Are you working on something now?
I have written a sequel to Into the Mouth of the Lion, and am approaching publishers and agents. I really hope I can get it moving soon, but traditional publishing is notoriously slow! It is provisionally called A Pace Ahead of Shadows and is the continuing story of Lena, the photographer in the first book, working in Darfur, Sudan and the Democratic Republic of Congo. It is a dual-narrative book, where we also have Lena’s teenage son, walking the streets of Paris for one night on the way to Kenya to meet the father he has never known.
I also have a draft of a book set in London, another set in Boston, and I am playing with ideas for another book set in Kosovo, where I first started in refugee work in the Balkans in the 1990s.
Which six books will you take to the Island?
All the Light We Cannot See by Anthony Doerr
I remember reading this a few years ago, and just being wrapped up entirely in this moving story about a blind French girl living with her father in St Malo, Northern France, during the German occupation of Paris. Her story becomes intertwined with that of a German orphan living in hiding, as the war draws to a close in 1944-45.

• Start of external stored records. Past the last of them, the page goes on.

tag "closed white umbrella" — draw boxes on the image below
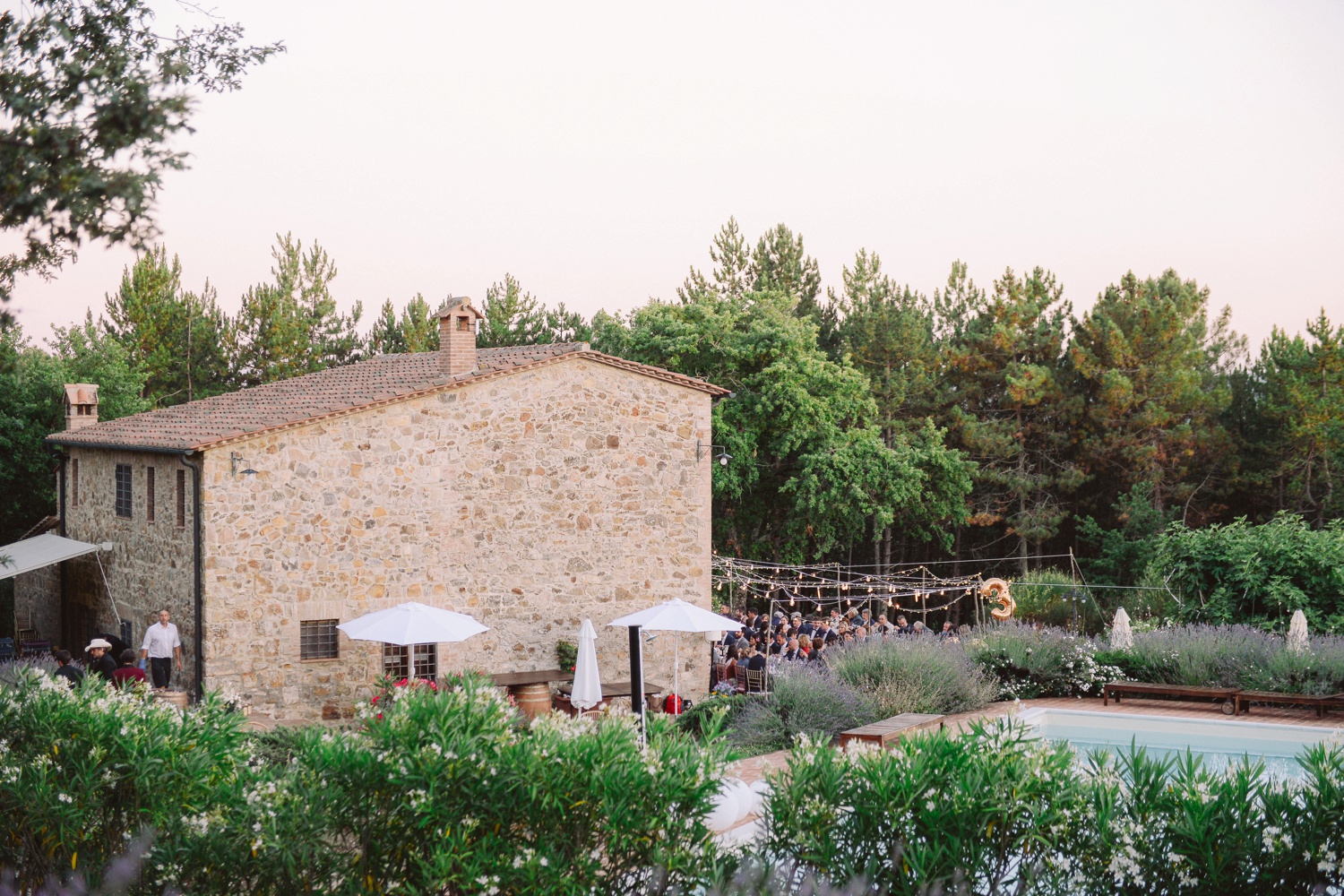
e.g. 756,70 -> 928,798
336,600 -> 489,678
607,598 -> 742,699
1110,607 -> 1134,650
570,619 -> 602,712
1288,610 -> 1306,653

. The Catcher in the Rye by J.D. Salinger
I re-read this book every now and then, and it never fails in its impact on me. It is about the difficulty facing adulthood, trying to be true to yourself and the people you love, in a world full of phonies.
An Intimate History of Humanity by Theodore Zeldin
I read this book during a long stay in Paris one time, which made the book leave an even stronger impression on me, because many of Zeldin’s characters in this non-fiction book are from France, but also experiencing something universal. Essentially, the book is about how we are human, and flawed, and wonderful… all of us will grapple with existential dilemmas and every day problems in our different ways. Using examples throughout history and countries, we can take inspiration from others around the world who have approached things slightly differently and maybe succeeded where they didn’t think it was possible. A brilliant book.

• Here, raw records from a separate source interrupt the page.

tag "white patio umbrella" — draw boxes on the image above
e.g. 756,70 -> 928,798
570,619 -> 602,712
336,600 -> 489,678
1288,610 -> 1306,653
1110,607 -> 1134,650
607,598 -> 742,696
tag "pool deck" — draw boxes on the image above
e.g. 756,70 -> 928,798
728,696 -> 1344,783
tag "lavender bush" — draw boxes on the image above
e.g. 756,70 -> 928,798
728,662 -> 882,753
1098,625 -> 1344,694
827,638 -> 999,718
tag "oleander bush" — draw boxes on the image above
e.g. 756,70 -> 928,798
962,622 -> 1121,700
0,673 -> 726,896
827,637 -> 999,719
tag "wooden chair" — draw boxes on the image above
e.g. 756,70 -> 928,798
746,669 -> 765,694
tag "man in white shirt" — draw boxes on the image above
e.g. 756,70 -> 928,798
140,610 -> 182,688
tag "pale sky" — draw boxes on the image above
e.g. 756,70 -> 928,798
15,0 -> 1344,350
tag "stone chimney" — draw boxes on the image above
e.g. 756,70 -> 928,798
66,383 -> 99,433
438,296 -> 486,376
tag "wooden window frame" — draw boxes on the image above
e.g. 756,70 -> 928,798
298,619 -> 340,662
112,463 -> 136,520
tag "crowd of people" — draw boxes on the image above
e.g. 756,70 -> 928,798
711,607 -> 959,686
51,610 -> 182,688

Which disc will you take to the Island?
I love Oscar Peterson’s Hymn to Freedom. We played it at our wedding, as we walked down the aisle. It is just so moving it brings me to tears, even though I’ve heard it so many times I should be immune to it by now.
What will be your luxury item?
I would bring some kind of music player that was guaranteed to work, so perhaps a CD player with a broad selection of CDs and a solar-powered connection, so it would never fail or be dependent on some dodgy wi-fi connection. But since music is a basic need, perhaps that’s not luxury enough? Otherwise, I would choose my camera – somehow made fully waterproof -- and unlimited battery life to take dramatic landscapes and close ups of exotic desert island plants, fish and textures in nature.
Which fictional character will you meet?
I was thinking that it would be really fun to meet Donna, Meryl Streep’s character, from Mamma Mia, and dance around in dungarees until being rescued. But if it has to be a figure in literature, maybe I would choose Yazz, one of the younger characters in Bernadine Evaristo’s award-winning Girl, Woman, Other. I liked Yazz’s frank and funny perspective, seeing her mother’s theatre friends and the world around them with eyes wide open and a good sense of humour.